Rohin Shah 2 Jul 2020 19:10 UTC
LW: 3 AF: 3
AF
Planned summary for the Alignment Newsletter:
This post argues that a distinguishing factor of goal-directed policies is that they have low Kolmogorov complexity, relative to e.g. a lookup table that assigns a randomly selected action to each observation. It then relates this to quantilizers (AN #48 ) and <@mesa optimization@>(@Risks from Learned Optimization in Advanced Machine Learning Systems@).
Planned opinion:
This seems reasonable to me as an aspect of goal-directedness. Note that it is not a sufficient condition. For example, the policy that always chooses action A has extremely low complexity, but I would not call it goal-directed.
- Michele Campolo 3 Jul 2020 9:58 UTC
  LW: 1 AF: 1
  AF Parent
  The others in the AISC group and I discussed the example that you mentioned more than once.
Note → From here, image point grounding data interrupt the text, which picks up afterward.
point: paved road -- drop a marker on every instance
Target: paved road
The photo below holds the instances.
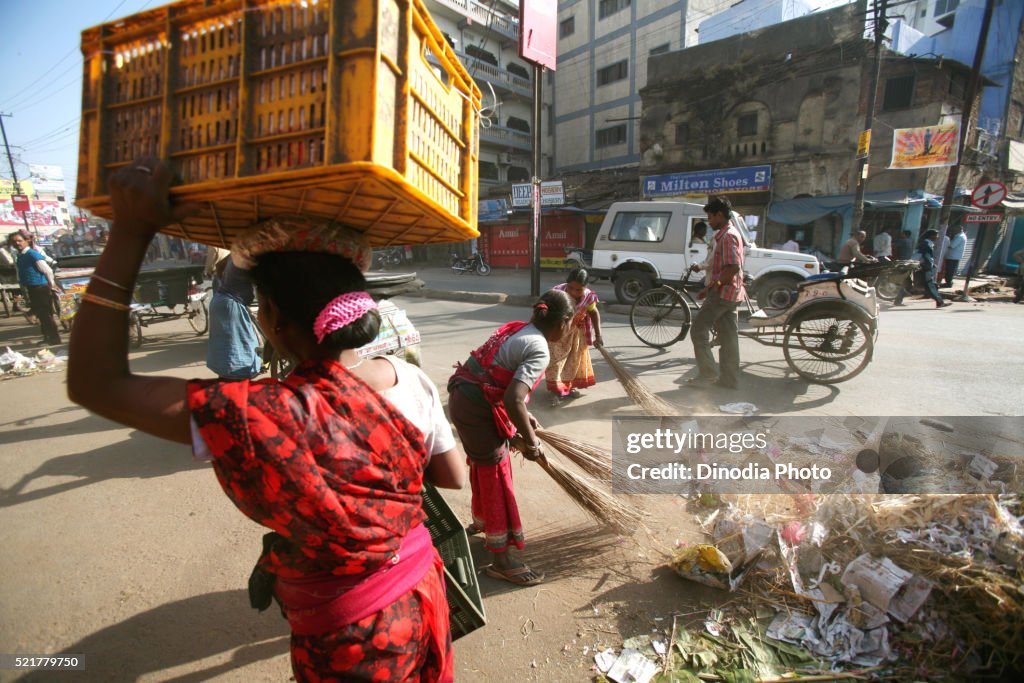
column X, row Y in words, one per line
column 118, row 546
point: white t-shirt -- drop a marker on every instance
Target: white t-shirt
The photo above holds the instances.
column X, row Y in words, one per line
column 413, row 394
column 525, row 353
column 417, row 398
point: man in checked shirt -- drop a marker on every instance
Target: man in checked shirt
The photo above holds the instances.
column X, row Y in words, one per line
column 722, row 294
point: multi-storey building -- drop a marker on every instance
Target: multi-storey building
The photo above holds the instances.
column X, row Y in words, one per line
column 603, row 48
column 485, row 36
column 788, row 101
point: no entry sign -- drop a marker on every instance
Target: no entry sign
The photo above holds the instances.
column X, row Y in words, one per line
column 988, row 195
I agree with you that such an agent is not goal-directed, mainly because it doesn’t do anything to ensure that it will be able to perform action A even if adverse events happen.
  It is still true that action A is a short description of the behaviour of that agent and one could interpret action A as its goal, although the agent is not good at pursuing it (“robustness” could be an appropriate term to indicate what the agent is lacking).
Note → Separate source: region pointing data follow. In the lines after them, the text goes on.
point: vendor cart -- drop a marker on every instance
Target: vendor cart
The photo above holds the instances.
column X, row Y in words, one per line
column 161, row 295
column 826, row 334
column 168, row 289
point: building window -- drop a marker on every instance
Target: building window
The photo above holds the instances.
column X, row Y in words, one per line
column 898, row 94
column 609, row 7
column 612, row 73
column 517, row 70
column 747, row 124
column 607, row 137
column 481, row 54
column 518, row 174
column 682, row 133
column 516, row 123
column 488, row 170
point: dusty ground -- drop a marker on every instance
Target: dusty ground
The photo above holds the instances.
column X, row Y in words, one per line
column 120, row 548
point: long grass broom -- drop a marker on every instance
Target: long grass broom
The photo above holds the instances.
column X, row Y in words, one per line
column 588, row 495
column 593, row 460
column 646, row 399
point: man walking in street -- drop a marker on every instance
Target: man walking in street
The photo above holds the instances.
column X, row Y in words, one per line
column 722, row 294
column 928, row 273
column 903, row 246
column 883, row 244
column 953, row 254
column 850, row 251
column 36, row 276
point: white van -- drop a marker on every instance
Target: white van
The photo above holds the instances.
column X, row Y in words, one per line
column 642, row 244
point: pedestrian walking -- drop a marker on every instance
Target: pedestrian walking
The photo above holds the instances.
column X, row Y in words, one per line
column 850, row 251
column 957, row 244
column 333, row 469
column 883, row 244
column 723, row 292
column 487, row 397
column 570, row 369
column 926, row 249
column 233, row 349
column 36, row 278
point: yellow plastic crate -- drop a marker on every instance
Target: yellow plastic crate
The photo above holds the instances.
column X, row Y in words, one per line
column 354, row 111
  - adamShimi 3 Jul 2020 18:32 UTC
    LW: 1 AF: 1
    AF Parent
    Maybe the criterion that removes this specific policy is locality? What I mean is that this policy has a goal only on its output (which action it chooses), and thus a very local goal. Since the intuition of goals as short descriptions assumes that goals are “part of the world”, maybe this only applies to non-local goals.
    - Michele Campolo 4 Jul 2020 8:55 UTC
      LW: 1 AF: 1
      AF Parent
      I wouldn’t say goals as short descriptions are necessarily “part of the world”.
      Anyway, locality definitely seems useful to make a distinction in this case.